11. From the above citation also, it is very much clear that before summoning the accused in a case where the cheque was issued on behalf of the company the Magistrate has to be satisfied that the averments as per provisions of Section 141, N.I. Act are made in the complaint and those averments do find support from the evidence led by the complainant. The Magistrate should also be satisfied that from the evidence led by the complainant a prima facie case under Section 138, N.I. Act is made out against the accused. In the light of the above legal proposition if we go through the summoning order in the present case, we would find that this summoning order does not satisfy the requirements of law.

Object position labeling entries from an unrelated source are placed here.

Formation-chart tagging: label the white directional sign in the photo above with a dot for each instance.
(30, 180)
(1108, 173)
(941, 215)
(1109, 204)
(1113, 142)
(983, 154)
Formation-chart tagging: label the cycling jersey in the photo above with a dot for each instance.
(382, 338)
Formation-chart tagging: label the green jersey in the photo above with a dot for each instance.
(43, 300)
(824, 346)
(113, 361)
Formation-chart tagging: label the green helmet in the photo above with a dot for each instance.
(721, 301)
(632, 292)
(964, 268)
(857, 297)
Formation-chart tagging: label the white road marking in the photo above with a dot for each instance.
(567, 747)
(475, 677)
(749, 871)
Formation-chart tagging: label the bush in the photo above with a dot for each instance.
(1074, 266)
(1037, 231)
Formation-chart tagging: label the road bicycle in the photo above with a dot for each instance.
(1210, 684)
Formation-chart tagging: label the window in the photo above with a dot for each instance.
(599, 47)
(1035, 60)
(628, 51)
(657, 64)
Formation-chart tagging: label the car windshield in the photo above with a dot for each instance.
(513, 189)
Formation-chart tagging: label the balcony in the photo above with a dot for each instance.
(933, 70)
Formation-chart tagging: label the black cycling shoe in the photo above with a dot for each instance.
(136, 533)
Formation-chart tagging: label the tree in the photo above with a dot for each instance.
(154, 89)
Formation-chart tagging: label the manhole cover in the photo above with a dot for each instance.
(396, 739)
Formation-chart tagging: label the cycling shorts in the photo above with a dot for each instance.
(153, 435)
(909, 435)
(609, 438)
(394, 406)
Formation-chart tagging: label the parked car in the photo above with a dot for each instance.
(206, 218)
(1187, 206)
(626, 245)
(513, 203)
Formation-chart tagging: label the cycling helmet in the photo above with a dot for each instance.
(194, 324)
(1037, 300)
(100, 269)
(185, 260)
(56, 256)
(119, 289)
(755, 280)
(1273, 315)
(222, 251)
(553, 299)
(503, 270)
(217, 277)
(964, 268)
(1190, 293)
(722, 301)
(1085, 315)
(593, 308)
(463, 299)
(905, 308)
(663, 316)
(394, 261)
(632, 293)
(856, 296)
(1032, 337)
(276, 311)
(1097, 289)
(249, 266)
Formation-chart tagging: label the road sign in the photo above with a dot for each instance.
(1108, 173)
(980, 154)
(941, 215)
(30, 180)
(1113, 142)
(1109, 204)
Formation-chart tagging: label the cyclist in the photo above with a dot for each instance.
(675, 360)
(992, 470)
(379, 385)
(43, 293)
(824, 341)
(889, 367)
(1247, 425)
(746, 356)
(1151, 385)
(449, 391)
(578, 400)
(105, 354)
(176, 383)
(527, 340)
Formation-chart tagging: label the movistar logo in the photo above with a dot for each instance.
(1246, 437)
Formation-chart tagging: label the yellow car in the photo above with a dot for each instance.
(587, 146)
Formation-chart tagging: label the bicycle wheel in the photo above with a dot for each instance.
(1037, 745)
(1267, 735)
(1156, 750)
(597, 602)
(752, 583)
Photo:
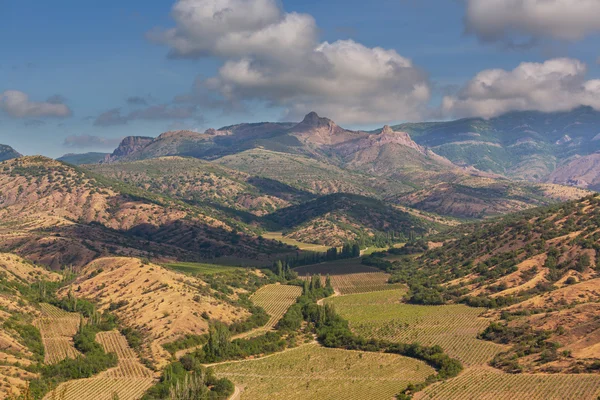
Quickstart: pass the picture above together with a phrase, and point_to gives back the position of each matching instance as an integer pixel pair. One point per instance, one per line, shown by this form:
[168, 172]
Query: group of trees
[92, 361]
[333, 331]
[348, 250]
[188, 380]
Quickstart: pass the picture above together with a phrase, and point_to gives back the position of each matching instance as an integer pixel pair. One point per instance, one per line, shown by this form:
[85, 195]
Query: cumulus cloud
[555, 85]
[18, 105]
[85, 141]
[275, 57]
[506, 20]
[137, 101]
[159, 112]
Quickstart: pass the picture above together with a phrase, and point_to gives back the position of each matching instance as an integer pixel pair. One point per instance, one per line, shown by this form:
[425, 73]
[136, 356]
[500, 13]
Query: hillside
[8, 153]
[525, 145]
[479, 197]
[16, 344]
[319, 157]
[84, 158]
[60, 215]
[160, 304]
[196, 180]
[537, 269]
[342, 218]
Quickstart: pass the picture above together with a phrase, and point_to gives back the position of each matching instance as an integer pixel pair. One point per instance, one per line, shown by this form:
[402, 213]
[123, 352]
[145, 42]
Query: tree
[328, 284]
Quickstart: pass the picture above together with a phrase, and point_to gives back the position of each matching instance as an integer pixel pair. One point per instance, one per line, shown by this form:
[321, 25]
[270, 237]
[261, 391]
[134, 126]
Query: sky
[78, 76]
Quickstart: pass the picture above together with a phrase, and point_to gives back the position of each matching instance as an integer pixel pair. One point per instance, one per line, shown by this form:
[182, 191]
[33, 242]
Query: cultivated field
[129, 365]
[313, 372]
[101, 389]
[275, 299]
[128, 380]
[484, 383]
[349, 276]
[57, 328]
[381, 315]
[302, 246]
[200, 268]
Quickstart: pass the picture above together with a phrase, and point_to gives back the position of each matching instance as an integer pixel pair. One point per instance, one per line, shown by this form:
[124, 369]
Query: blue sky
[78, 63]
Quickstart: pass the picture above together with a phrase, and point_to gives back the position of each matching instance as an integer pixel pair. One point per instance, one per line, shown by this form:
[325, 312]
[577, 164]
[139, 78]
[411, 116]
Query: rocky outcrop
[582, 171]
[323, 131]
[8, 153]
[128, 146]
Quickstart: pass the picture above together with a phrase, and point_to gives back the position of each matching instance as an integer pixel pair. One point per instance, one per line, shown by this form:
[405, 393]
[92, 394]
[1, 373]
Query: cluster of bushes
[220, 347]
[258, 317]
[333, 331]
[187, 379]
[526, 341]
[30, 335]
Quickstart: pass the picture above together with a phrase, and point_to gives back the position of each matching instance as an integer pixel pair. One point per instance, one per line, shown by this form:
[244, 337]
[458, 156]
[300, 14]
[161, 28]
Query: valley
[294, 260]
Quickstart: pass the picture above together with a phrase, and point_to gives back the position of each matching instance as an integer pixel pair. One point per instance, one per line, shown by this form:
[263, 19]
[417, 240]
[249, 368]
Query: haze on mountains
[264, 199]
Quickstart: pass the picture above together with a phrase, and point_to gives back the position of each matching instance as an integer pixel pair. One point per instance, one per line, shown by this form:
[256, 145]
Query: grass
[312, 372]
[276, 299]
[200, 268]
[489, 384]
[453, 327]
[302, 246]
[338, 267]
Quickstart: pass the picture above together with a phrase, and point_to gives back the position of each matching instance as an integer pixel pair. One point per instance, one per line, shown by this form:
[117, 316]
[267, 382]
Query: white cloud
[501, 20]
[155, 113]
[233, 28]
[85, 141]
[555, 85]
[275, 57]
[17, 104]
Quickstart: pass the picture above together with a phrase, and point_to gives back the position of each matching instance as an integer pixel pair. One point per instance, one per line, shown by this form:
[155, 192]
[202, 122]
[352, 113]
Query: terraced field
[350, 277]
[302, 246]
[381, 315]
[275, 299]
[484, 383]
[129, 365]
[312, 372]
[102, 389]
[57, 328]
[127, 381]
[200, 268]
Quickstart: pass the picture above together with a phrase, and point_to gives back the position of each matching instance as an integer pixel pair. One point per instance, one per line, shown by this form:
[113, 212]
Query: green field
[488, 384]
[302, 246]
[311, 372]
[381, 315]
[200, 268]
[275, 300]
[338, 267]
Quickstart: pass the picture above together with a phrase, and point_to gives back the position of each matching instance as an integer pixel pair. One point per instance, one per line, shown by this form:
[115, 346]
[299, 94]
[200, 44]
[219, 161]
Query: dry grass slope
[57, 328]
[489, 384]
[381, 315]
[129, 380]
[275, 299]
[311, 372]
[162, 304]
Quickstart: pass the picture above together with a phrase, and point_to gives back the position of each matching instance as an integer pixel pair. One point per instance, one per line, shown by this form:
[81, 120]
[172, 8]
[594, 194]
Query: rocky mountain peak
[387, 130]
[128, 145]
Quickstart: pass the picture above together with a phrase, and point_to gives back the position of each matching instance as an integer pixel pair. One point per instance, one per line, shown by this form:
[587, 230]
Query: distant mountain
[85, 158]
[525, 145]
[319, 157]
[344, 218]
[60, 215]
[8, 153]
[196, 180]
[537, 270]
[128, 146]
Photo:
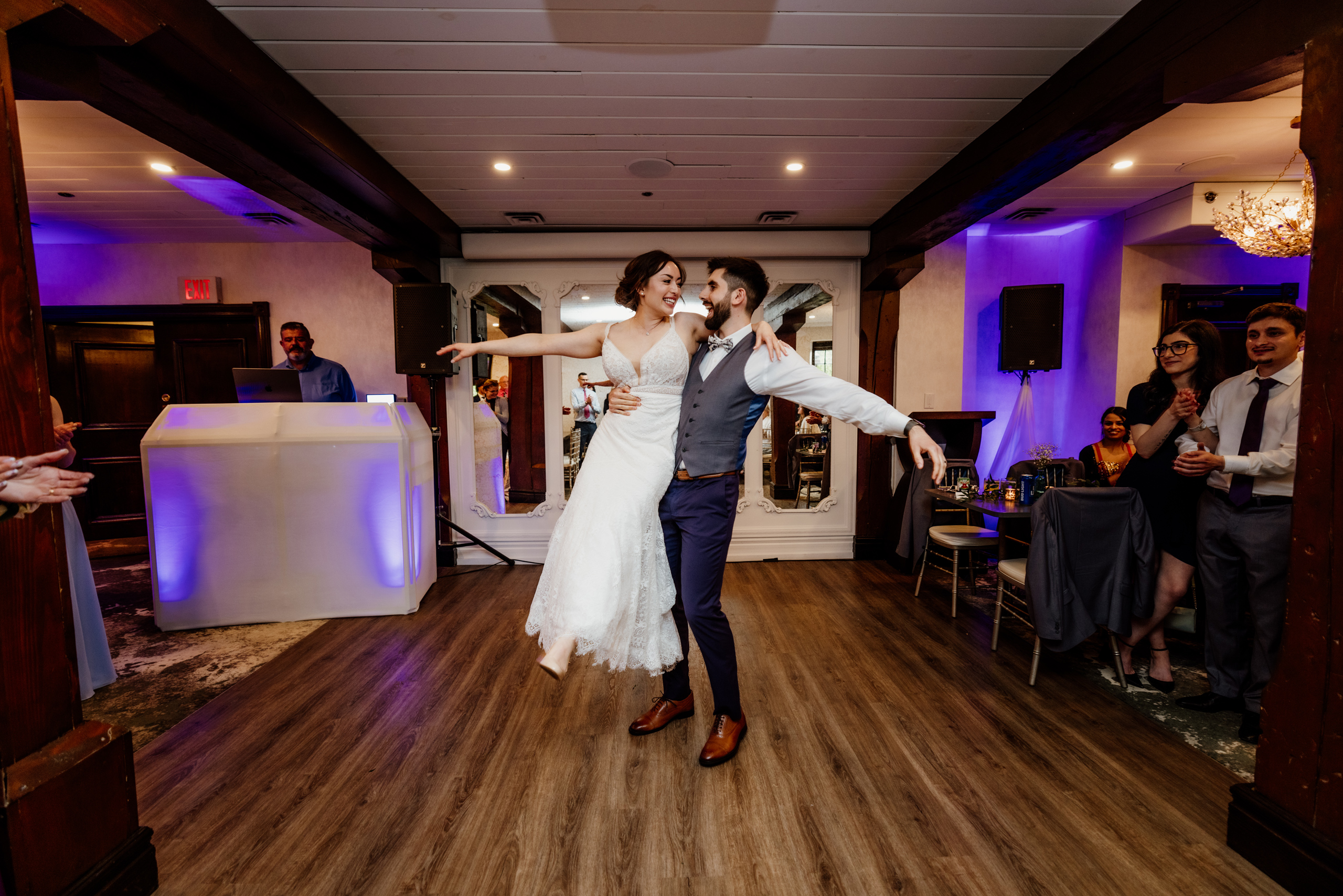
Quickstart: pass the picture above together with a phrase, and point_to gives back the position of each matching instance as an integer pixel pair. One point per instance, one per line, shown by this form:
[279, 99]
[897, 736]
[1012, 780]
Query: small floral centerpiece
[1042, 454]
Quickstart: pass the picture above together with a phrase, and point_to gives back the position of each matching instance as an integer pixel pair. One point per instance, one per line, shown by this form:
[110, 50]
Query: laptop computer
[265, 385]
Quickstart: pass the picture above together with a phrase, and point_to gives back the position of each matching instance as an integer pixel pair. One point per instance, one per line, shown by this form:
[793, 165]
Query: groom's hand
[624, 401]
[922, 444]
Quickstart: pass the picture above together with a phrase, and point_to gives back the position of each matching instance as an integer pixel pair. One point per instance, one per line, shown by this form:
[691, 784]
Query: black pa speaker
[1030, 328]
[423, 323]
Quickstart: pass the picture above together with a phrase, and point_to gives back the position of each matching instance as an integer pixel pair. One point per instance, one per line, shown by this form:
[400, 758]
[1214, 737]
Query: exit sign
[198, 291]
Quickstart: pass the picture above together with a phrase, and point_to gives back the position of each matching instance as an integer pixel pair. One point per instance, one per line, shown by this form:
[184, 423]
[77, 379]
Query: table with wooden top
[992, 507]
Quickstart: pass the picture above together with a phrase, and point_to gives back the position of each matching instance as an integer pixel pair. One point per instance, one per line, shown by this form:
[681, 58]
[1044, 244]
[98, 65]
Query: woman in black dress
[1106, 460]
[1189, 365]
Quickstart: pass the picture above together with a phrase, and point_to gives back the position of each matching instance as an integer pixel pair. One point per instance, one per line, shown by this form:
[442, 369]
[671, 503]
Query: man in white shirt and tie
[1245, 444]
[586, 410]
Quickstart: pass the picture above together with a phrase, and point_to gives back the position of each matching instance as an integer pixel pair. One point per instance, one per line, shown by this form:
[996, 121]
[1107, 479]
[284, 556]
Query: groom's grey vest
[718, 413]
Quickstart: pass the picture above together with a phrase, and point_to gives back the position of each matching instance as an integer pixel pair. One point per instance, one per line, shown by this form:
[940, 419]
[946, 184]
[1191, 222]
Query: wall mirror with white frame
[508, 403]
[795, 446]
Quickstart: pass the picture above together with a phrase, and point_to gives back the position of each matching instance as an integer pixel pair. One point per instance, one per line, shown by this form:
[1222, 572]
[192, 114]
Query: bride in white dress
[606, 589]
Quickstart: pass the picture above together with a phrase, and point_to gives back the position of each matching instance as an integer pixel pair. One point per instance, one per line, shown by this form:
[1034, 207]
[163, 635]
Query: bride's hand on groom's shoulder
[464, 350]
[768, 339]
[624, 401]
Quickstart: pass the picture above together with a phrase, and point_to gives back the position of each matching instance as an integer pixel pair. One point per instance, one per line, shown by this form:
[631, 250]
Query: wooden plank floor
[890, 751]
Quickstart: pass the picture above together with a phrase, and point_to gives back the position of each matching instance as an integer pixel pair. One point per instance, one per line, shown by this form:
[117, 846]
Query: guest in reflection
[1104, 461]
[491, 394]
[322, 379]
[1189, 365]
[586, 413]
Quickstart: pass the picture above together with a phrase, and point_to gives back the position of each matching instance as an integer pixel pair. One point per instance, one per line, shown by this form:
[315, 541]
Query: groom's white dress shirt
[794, 380]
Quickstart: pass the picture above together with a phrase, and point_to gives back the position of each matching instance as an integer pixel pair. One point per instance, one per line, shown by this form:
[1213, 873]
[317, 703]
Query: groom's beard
[719, 317]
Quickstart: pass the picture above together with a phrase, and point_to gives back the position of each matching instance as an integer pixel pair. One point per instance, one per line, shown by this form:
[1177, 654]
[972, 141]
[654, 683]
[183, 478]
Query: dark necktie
[1243, 487]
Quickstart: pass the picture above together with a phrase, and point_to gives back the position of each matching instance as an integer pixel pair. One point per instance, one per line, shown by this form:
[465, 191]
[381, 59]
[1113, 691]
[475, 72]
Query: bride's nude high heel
[557, 660]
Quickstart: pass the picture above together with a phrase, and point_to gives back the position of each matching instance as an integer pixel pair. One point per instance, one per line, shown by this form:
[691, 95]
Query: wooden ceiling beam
[1104, 93]
[179, 71]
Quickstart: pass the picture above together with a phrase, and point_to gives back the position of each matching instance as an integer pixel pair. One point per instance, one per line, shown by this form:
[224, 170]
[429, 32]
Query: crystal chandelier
[1272, 228]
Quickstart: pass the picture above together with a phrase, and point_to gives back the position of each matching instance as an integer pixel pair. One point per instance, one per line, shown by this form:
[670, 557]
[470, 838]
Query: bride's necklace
[649, 332]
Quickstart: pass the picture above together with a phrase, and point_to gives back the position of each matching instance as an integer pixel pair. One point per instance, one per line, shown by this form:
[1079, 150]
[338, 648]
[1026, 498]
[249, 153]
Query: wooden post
[1289, 821]
[69, 804]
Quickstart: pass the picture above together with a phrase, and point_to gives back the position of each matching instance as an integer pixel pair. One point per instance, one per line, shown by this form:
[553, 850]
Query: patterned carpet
[166, 676]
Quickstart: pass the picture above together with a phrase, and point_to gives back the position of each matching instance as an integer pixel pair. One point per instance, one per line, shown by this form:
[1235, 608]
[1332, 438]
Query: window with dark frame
[823, 356]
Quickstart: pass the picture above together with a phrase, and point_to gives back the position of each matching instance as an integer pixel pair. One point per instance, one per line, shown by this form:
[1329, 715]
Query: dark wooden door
[118, 377]
[197, 359]
[105, 377]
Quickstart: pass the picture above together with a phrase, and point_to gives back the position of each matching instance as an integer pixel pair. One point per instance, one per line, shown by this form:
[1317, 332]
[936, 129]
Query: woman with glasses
[1189, 365]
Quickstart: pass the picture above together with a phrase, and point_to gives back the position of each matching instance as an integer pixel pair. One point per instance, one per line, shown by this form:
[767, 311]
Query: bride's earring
[555, 663]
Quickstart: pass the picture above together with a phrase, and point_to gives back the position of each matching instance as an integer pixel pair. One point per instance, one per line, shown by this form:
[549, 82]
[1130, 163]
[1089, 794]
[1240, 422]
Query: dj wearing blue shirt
[322, 380]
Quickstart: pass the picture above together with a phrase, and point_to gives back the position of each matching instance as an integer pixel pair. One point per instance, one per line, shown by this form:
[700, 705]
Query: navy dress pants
[697, 518]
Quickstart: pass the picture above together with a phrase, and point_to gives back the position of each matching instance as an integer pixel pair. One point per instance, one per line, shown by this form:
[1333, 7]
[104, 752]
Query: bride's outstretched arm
[584, 343]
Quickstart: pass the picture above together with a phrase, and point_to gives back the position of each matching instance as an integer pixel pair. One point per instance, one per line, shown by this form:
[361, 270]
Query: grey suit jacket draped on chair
[1092, 563]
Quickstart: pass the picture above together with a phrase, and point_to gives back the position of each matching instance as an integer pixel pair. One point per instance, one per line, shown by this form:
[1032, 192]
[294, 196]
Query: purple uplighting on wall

12. From the averments made in the complaint only this much was appearing that the applicant is the promotor and controller of the company. It was not averred that being promotor and controller of the company how and in what manner he was responsible for the conduct of the business of the company or otherwise responsible to it in regard to its functioning. Admittedly, he had not issued cheque in question to the complainant. It was also not averred in the complaint as to how he was responsible for dishonour of the cheque. Therefore, the averments made in the complaint, in my opinion, were not sufficient to satisfy the requirements of Section 141, N.I. Act as these were not backed by any evidence on the record. Moreover, these averments even if taken to be correct in their entirety did not disclose any offence against the applicant. The summoning order is thus, an order which is not based on the proper application of mind by the Magistrate and cannot be said to be a proper order. It is liable to be quashed and all the proceedings based on such order are also liable to be quashed.
13. Consequently, the application is allowed. Proceedings of complaint case No. 4699/06, under Section 138 read with Sections 141 and 142, N.I. Act, pending in the court of the Ist Additional Chief Judicial Magistrate, Ghaziabad are quashed.